Of more theoretical importance is the progression of understanding of the nature of biodiversity from a simple list approach, through an indicator species approach to an understanding of the biodiversity quality approach based on standardized indices. The list approach can sometimes produce apparently nonsense results. Tofts and Orton (1998) recorded the macrofungi of a Highland pine woodland in the United Kingdom over a period of 25 years. At the end of this time they were recording new species to the site list at the same rate as when they started. The conclusion from this might be that given infinite time there would be recorded an infinite number of macrofungal species present on the site; it might just be that the asymptote has not yet been reached, but when will it be approached? Further problems of the list approach are that once a species has been recorded on a list, there does not seem to be a mechanism for removing it if it does not occur again, so lists just grow and grow. The real nature of the list approach to biodiversity is that the list is an historical record but is not able to predict future occurrence (Feest 2000). This is a severe disadvantage because it is the expected occurrence of a species on a site that is the rationale for consulting a list.
The indicator approach is also receiving considerable support and is used extensively in conventions to monitor and protect biodiversity (e.g., the European Environment Agency Conference, Malahide, 2004 lists 14 headline indicators but analysis of these shows that they in turn require a species-based approach). The rationale for the use of indicators is that the species recorded are part of a biocenosis that includes a range of other species. What is frequently lacking in this approach is any attempt to validate this assumption in terms of probability or reliability. Very often the species are high–trophic level predatory species that are easy to observe and have considerable intrinsic value to the public and politicians. These species frequently have the ability to switch prey (indeed they often have to do this to survive) and are more reliant on the structure of a habitat than on its component species.

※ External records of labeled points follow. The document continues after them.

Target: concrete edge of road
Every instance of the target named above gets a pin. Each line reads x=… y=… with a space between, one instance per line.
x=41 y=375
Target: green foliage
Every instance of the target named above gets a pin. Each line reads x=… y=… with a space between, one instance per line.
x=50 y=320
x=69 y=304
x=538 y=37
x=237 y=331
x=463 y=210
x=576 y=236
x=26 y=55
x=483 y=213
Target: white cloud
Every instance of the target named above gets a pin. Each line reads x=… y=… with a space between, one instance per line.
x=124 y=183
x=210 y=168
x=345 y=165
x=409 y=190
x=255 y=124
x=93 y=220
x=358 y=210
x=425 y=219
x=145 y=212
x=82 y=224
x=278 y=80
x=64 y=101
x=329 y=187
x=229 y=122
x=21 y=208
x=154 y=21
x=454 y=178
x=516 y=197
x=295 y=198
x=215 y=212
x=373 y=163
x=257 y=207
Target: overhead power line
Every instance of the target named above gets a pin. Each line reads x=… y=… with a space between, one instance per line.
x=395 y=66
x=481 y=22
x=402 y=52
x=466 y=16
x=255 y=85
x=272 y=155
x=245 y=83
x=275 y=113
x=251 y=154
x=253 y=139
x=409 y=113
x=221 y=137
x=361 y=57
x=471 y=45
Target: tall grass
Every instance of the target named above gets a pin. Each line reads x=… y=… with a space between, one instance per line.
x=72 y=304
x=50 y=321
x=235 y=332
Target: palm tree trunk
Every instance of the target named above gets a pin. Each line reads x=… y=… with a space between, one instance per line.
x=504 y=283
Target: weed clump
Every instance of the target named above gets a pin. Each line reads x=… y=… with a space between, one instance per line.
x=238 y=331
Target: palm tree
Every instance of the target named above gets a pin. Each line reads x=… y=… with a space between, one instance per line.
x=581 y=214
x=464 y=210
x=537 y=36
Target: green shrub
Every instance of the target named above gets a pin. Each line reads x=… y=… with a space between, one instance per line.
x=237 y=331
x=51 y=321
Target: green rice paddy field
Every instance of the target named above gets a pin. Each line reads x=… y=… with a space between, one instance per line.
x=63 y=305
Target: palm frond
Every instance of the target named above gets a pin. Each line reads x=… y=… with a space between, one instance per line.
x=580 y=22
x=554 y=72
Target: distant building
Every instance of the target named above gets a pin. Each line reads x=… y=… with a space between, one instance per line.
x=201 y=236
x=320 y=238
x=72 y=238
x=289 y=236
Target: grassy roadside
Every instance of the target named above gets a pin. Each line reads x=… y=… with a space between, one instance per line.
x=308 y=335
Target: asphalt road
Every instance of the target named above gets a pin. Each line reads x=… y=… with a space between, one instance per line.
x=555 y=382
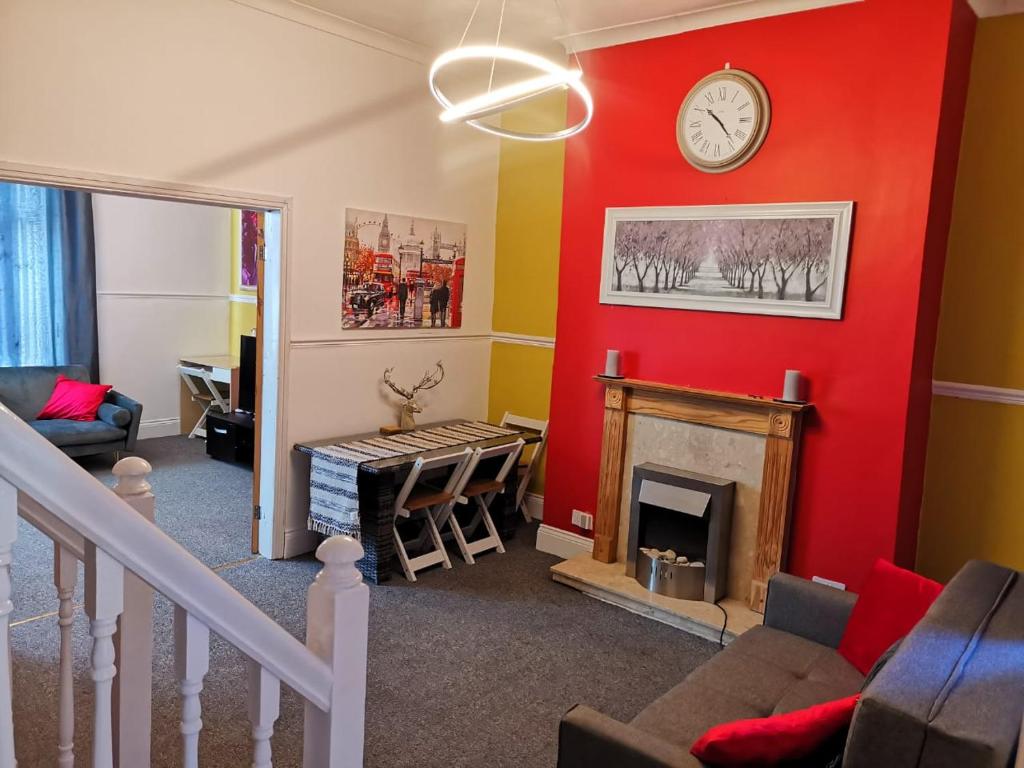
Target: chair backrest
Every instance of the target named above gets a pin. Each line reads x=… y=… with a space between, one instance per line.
x=459 y=460
x=541 y=425
x=509 y=450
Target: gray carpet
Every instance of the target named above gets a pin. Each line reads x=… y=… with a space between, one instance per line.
x=472 y=667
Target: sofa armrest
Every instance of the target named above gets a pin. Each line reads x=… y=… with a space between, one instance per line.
x=589 y=739
x=808 y=609
x=132 y=407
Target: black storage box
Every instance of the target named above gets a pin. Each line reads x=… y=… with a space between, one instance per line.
x=229 y=437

Using the approach described in this article should avoid the disadvantages of the list approach and the indicator (species) approach. Fortunately, use of the biodiversity quality approach based on indices does not preclude the use of other methods because the appropriate information will still be collected and the author suggests that these three approaches should be integrated into any biodiversity quality assessment and in doing so each is reinforced by the other two. The use of the methods described here can form the basis of such an approach, but there needs to be an international agreement on methods before this can be a reality.
The advantage of this approach for restoration ecology is that reliable information is generated that can show the progress of a restoration and demonstrate its value in the conservation of biodiversity.